When Feinstein offers this question with an answer in mind, she is not endowed with the authority to answer it. That power sits with the courts, and last week, Judge Marco Hernandez of the 9th Circuit Court ruled that 1st Amendment protections apply to all journalists, regardless of their training or the presence of “bone fide credentials”. The case in question, Obsidian Finance Group v. Cox, involves a finance blogger who accused the Obsidian Finance Group of engaging in tax fraud. The court ruled that even though the blogger, Crystal Cox, is an individual not connected to any larger media entity, because she wrote about an issue of public importance, her speech is no less protected than that of a salaried journalist. As a result, they applied the Gertz standard of negligence, an evolution of the earlier Sullivan standard, when assessing whether or not she could be sued for libel. This ruling holds both individual bloggers and corporate media entities to the same set of standards for libel, granting their speech equal 1st Amendment protection. While this case specifically referred to defamation, the Judge explicitly extends full 1st Amendment protections to all writers, without regard for the institutional affiliations, or lack thereof.
“The protections of the First Amendment do not turn on whether the defendant was a trained journalist, formally affiliated with traditional news entities, engaged in conflict-of-interest disclosure, went beyond just assembling others’ writings, or tried to get both sides of a story. As the Supreme Court has accurately warned, a First Amendment distinction between the institutional press and other speakers is unworkable . . ."
This lack of distinction completely repudiates the claims made by Sen. Feinstein, who asserts that only professional journalists ought to be awarded the “privilege” of constitutional protection.
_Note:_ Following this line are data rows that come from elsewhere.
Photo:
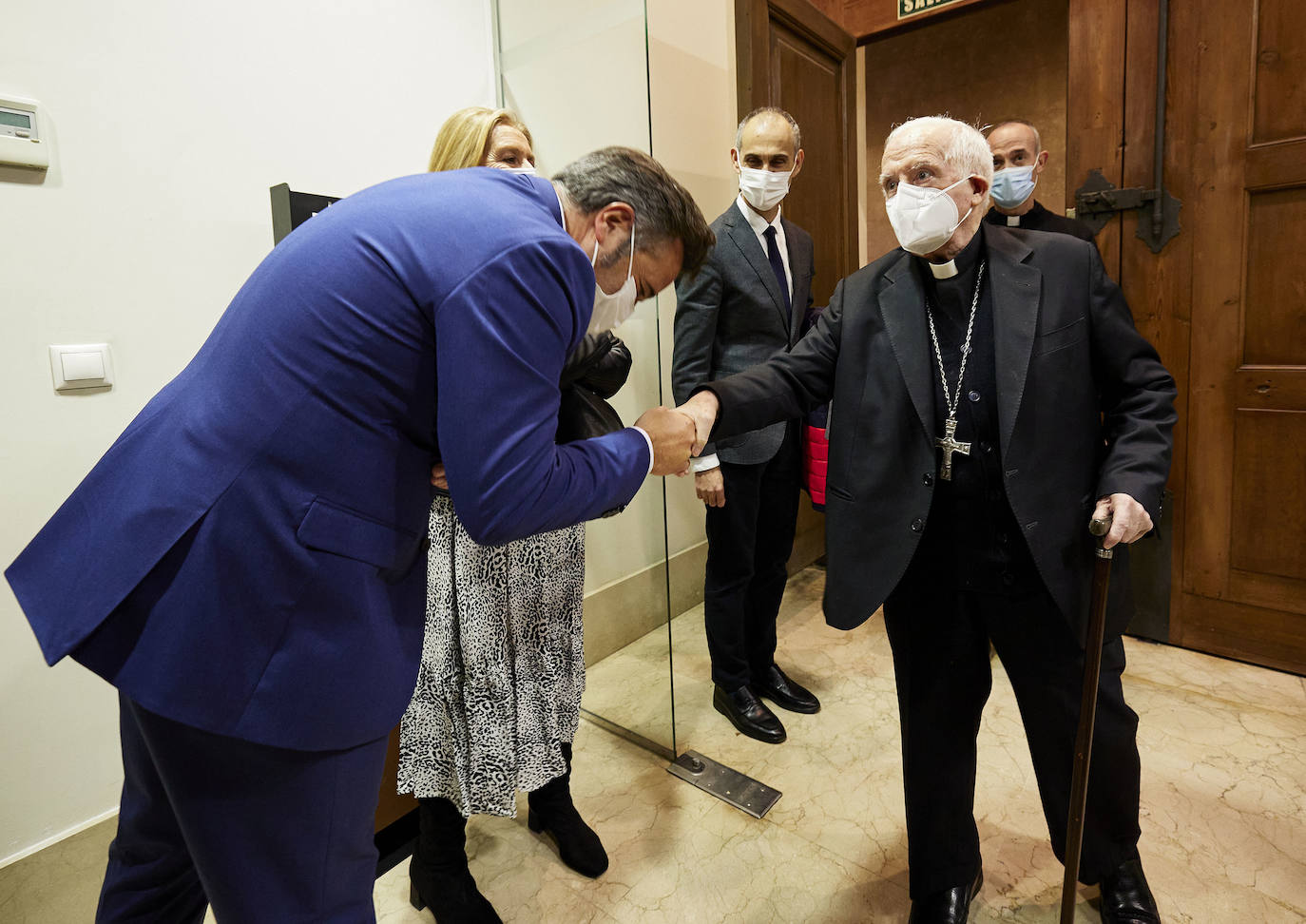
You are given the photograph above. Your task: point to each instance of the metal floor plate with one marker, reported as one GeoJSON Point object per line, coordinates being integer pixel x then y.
{"type": "Point", "coordinates": [743, 792]}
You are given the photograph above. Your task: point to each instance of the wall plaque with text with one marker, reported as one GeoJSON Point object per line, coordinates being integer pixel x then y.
{"type": "Point", "coordinates": [909, 8]}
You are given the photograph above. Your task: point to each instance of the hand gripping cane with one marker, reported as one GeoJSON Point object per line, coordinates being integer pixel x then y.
{"type": "Point", "coordinates": [1086, 715]}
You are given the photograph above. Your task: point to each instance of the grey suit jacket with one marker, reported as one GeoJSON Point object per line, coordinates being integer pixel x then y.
{"type": "Point", "coordinates": [732, 317]}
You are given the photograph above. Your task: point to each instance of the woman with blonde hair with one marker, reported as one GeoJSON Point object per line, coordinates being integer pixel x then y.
{"type": "Point", "coordinates": [498, 693]}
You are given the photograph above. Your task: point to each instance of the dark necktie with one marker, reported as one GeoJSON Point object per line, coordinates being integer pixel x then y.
{"type": "Point", "coordinates": [778, 265]}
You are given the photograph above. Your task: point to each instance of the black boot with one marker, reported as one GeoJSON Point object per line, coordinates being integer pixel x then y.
{"type": "Point", "coordinates": [551, 811]}
{"type": "Point", "coordinates": [437, 875]}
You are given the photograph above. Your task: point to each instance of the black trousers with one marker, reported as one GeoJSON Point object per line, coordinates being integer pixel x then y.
{"type": "Point", "coordinates": [748, 545]}
{"type": "Point", "coordinates": [940, 638]}
{"type": "Point", "coordinates": [264, 834]}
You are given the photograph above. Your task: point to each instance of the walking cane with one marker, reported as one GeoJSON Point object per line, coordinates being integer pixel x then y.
{"type": "Point", "coordinates": [1086, 714]}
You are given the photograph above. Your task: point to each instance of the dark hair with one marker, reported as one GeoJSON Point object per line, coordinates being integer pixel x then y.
{"type": "Point", "coordinates": [663, 209]}
{"type": "Point", "coordinates": [769, 110]}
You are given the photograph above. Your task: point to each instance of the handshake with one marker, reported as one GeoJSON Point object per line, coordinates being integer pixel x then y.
{"type": "Point", "coordinates": [681, 433]}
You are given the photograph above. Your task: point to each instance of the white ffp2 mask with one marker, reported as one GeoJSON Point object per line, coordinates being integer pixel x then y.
{"type": "Point", "coordinates": [924, 217]}
{"type": "Point", "coordinates": [611, 310]}
{"type": "Point", "coordinates": [763, 188]}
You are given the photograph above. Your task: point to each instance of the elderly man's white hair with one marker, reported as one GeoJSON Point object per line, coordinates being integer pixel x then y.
{"type": "Point", "coordinates": [961, 145]}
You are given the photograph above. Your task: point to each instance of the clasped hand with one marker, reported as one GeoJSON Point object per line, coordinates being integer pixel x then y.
{"type": "Point", "coordinates": [681, 433]}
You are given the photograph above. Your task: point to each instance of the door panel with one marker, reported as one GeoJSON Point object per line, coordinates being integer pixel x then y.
{"type": "Point", "coordinates": [793, 56]}
{"type": "Point", "coordinates": [1280, 91]}
{"type": "Point", "coordinates": [1245, 561]}
{"type": "Point", "coordinates": [1225, 300]}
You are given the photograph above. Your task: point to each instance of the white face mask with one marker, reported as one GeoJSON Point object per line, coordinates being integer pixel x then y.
{"type": "Point", "coordinates": [611, 310]}
{"type": "Point", "coordinates": [924, 219]}
{"type": "Point", "coordinates": [764, 190]}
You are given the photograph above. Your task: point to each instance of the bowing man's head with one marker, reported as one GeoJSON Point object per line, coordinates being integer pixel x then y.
{"type": "Point", "coordinates": [617, 194]}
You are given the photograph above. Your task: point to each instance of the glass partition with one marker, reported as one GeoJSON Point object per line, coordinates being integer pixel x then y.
{"type": "Point", "coordinates": [576, 72]}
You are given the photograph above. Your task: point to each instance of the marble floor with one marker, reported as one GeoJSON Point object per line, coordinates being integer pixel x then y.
{"type": "Point", "coordinates": [1224, 800]}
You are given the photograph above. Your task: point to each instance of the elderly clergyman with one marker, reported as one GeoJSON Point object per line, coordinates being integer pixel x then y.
{"type": "Point", "coordinates": [991, 395]}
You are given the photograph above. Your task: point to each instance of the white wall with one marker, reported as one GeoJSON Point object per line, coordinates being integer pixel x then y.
{"type": "Point", "coordinates": [692, 100]}
{"type": "Point", "coordinates": [168, 122]}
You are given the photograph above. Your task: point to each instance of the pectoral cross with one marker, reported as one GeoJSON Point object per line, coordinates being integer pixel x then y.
{"type": "Point", "coordinates": [950, 445]}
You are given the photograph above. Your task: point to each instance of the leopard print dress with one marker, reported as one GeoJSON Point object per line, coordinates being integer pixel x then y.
{"type": "Point", "coordinates": [502, 670]}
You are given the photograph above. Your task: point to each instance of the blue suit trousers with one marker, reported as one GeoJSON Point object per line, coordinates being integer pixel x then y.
{"type": "Point", "coordinates": [264, 834]}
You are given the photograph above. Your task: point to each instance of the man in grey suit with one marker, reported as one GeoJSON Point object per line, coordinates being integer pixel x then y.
{"type": "Point", "coordinates": [748, 303]}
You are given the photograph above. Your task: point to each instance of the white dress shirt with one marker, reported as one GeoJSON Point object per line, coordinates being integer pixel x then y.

While Feinstein’s camp advocates for the protection of a limited class of individuals known as “the press”, Judge Hernandez thankfully understands that the guarantee of freedom of the press refers to the technology in question, not any select group of individuals. Our country has little history of an institutional press, or, if there has been such a thing, its members have only been united by the technology they employ. All print licensing laws in the US have been eventually overturned. Anyone with a printing press has been free to use it, credentials or not. A glance at English history further helps to justify a technological interpretation of “the press”. In 1662, the Licensing of the Press Act made it a crime for anyone to operate an unlicensed printing press. Messengers of the King were also entrusted with the power to enter private residences to search for unlicensed printing presses. This restrictive, credentials based system of printing licensure was well known to those ratifying of the Bill of Rights. Given the English history of license based press restrictions, it would make sense that “freedom of the press” guaranteed the everyman a right to print this thoughts using the technology commonly employed by journalists. Sen. Feinstein would do well to learn this history, and ought to stop trying to give our government the powers of Charles II, especially when they fly in the face of all legal precedent.
Sen. Feinstein’s office did not respond to requests for comment.